= Suppliers and Parts database =

The Suppliers and Parts database is an example relational database that is referred to extensively in the literature and described in detail in C. J. Date's An Introduction to Database Systems, 8th ed. It is a simple database comprising three tables: Supplier, Part and Shipment, and is often used as a minimal exemplar of the interrelationships found in a database.

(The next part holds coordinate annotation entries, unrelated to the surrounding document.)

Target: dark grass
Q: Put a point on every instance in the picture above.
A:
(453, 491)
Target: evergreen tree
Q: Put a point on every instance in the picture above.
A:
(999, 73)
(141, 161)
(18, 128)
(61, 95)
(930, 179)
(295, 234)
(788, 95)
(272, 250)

1. The Supplier relation holds information about suppliers. The SID attribute identifies the supplier, while the other attributes each hold one piece of information about the supplier.
2. The Part relation holds information about parts. Likewise, the PID attribute identifies the part, while the other attributes hold information about the part.
3. The Shipment relation holds information about shipments. The SID and PID attributes identify the supplier of the shipment and the part shipped, respectively. The remaining attribute indicates how many parts where shipped.
- Referential constraints known as Foreign keys ensure that these attributes can only hold values that are also found in the corresponding attributes in the Supplier and Parts relations.
- It is assumed that only one shipment exists for each supplier/part pairing, which isn't realistic for real world scenarios. This is intentionally oversimplified for pedagogical purposes, as is the entire database.

== SQL ==

The following SQL schema is one possible expression of the Suppliers-and-Parts database.

CREATE TABLE Supplier (
  SID int primary key,
  SName varchar(10) NOT NULL,
  Status int NOT NULL,
  City varchar(10) NOT NULL
)

CREATE TABLE Part (
  PID int primary key,
  PName varchar(10) NOT NULL,
  Color int NOT NULL,
  Weight real NOT NULL,
  City varchar(10) NOT NULL
)

CREATE TABLE Shipment (
  SID int NOT NULL FOREIGN KEY REFERENCES Supplier(SID),
  PID int NOT NULL FOREIGN KEY REFERENCES Part(PID),
  Qty int NOT NULL,
  PRIMARY KEY (SID, PID)
)

Notes:
1. The ID attributes are simple integers, but they could be (among other things) UUIDs or a system-defined identifier type that holds system-generated values.
2. The choice of VARCHAR(10) is arbitrary and would be too small for real-world use.
3. The application of the NOT NULL constraint to all attributes is a design decision based on the view that NULLs are to be avoided. It is not, strictly speaking, a requirement of the schema.